DWI checkpoints are established for a safe prom and graduation season
Middlesex County Prosecutor Bruce J. Kaplan today announced plans to set up Driving While Intoxicated (DWI) checkpoints, beginning this weekend, to ensure the safety of high school students during their prom and graduation celebrations.
Members of various municipal police departments in the county, and investigators from the Middlesex County Prosecutor’s Fatal Crash Investigations Unit, will be randomly stationed at locations throughout the county to check for impaired drivers.
The program, now in its 24th year, seeks to educate teenagers about the dangers of impaired driving and encourages them to drive soberly.
‘’The purpose of the checkpoints is to remove intoxicated drivers from the road; educate people to the dangers of drinking and driving; deter drivers from getting behind the wheel of their vehicles after having consumed alcohol or drugs, and the overall goal is to ensure that proms and graduation celebrants arrive safely,’’ said Middlesex County Assistant Prosecutor Nicholas Sewitch, who supervises the checkpoints.
He called the program a success, noting that since its inception, police have never found an impaired teenage driver at any of the prom and graduation checkpoints.

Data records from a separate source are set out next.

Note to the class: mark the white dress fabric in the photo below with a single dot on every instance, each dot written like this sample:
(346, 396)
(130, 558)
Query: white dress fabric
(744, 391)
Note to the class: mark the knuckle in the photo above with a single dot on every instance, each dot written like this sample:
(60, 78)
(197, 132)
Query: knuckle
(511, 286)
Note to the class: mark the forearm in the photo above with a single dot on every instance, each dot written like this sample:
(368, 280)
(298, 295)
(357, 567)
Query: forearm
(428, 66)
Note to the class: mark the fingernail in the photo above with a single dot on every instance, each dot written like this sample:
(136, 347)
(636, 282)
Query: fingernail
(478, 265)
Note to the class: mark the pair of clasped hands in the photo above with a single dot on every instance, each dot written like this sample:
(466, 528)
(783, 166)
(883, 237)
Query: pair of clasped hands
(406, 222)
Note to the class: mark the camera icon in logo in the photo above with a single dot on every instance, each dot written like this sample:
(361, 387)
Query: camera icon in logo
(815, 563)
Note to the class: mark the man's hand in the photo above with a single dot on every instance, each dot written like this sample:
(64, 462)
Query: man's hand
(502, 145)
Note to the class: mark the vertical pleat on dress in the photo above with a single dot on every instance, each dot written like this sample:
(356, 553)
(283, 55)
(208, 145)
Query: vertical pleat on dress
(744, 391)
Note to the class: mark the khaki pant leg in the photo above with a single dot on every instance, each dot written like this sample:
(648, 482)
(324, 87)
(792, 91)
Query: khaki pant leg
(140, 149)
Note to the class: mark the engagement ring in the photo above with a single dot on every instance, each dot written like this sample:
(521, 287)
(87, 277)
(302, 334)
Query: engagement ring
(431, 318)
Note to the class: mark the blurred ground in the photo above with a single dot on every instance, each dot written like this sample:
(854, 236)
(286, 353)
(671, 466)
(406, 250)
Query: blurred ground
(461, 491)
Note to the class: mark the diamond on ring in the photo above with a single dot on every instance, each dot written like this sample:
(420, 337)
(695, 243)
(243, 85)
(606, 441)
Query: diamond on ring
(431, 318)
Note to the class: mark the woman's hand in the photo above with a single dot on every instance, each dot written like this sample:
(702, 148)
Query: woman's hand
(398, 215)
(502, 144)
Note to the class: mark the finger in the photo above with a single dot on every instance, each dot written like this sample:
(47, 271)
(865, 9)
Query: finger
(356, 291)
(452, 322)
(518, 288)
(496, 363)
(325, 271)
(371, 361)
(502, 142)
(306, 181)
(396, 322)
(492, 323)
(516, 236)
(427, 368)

Additionally, Sewitch said, there have been no motor vehicle fatalities or injuries among teens in Middlesex County during the prom and graduation season.
Sewitch said education has been the key to deterring students from driving impaired.
When motorists are stopped at the checkpoints, they are handed pamphlets outlining the consequences of impaired driving and are told that first-time offenders could lose their driving privileges for at least seven months and face a variety of fines, insurance surcharges and legal fees that could total as much as $15,000.
In addition, the Middlesex Out-Reach and Education (MORE) program, established by Prosecutor Kaplan, sends trained investigators to the schools to talk to students about the hazards of impaired driving.
Prosecutor Kaplan also sends letters to students and their parents encouraging them to drive soberly and safely.
While there have been no fatal crashes involving teenagers during the prom and graduation season, there were 42 fatal crashes in the county last year. Thirteen of those crashes involved alcohol or drugs and eight of the crashes involved drivers between the ages of 17 and 21.
Nationwide, 28 percent of people between the ages of 15 and 20 who were killed in motor vehicle crashes had been drinking.
Prosecutor Kaplan said the statistics are reason enough to maintain the sobriety checkpoints during the prom and graduation season.
“When our children drink and drive, they are at risk to kill or seriously injure themselves and others,’’ Prosecutor Kaplan said. ‘’Hopefully, this is all the motivation that we need to ensure that we, as parents, act responsibly when addressing the issue of alcohol use during prom and graduation season,’’ he said.
“I applaud the work of the Prosecutor and his staff and the proactive, multi-pronged approach they are taking to preventing impaired driving and the disastrous results that may follow,” said Middlesex County Freeholder Mildred S. Scott, chair of the county’s Law and Public Safety Committee. “The safety of our drivers – the safety of our children – remains paramount and we must take any and all avenues we can to prevent tragedy.”
This year’s program has been financed by a $29,975 grant from the state Office of Highway Traffic Safety.